Chief Executive Officer Anthony Viljoen confirmed the agreement, stating that The Orange Trust is Andrada’s largest shareholder, holding 15.81% of the company’s issued ordinary shares.

“This strategic investment reflects our confidence in the abundant tin resources of Namibia’s Erongo region, particularly within the Uis mining license. We anticipate a surge in tin demand over the year, which, combined with Andrada’s entrenched position in the global tin supply chain, creates a unique competitive advantage for the company,” Viljoen said.

According to the CEO, the additional plant provides a modular pathway to scale up operations within the existing mining footprint while the company evaluates new pits and validates historical resources.

He emphasized that the new plant would operate independently, ensuring no disruption to ongoing mining activities or the expansion aimed at boosting tantalum and lithium revenues at Andrada’s primary plant.

“This expansion also enables us to explore and initiate production from other high-grade ore bodies across the Erongo region.
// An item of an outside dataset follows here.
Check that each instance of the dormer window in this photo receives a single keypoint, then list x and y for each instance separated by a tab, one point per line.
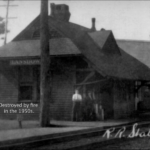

Our integrated approach of expanding tin output while advancing the polymetallic potential of our ore body should significantly enhance cash flow and improve profit margins. The strong support from our existing shareholder, reflected in this financing, underscores the broad confidence in our growth strategy and reinforces our commitment to sustainable, scalable production and expansion,” he said.

Under the terms of the agreement, Andrada has secured a US$2.5 million, six-month loan from LCA to procure a 100-ton-per-hour tin concentrate production plant.

“The plant will have the capacity to process a wide range of tin ore grades, consisting of a three-stage primary crushing and screening circuit, a jigging section, and shaking tables. The output from the plant is anticipated to be similar to the tin concentrate produced from the existing processing plant,” Viljoen stated.

The loan agreement stipulates a six-month term from the date of drawdown, with an option for an extension. No interest is payable on the loan. Instead, a facility fee of US$50,000 per month will be charged, with the first two months’ fees capitalized and repaid in the third month as a cumulative sum of US$100,000. The total facility fee for the six-month period amounts to US$300,000.

Andrada is required to repay a total of US$2.6 million, consisting of an initial payment of US$100,000 for the capitalized fees from the first two months, followed by a final repayment of US$2.5 million, which represents the principal loan amount. The loan is secured against the newly procured plant.

“The repayment schedule is structured to ensure sufficient cash flow for immediate operational requirements while also facilitating timely debt servicing. Management is keen to proceed with the planned expansion initiatives and remains committed to keeping the market informed of any material developments,” Viljoen added.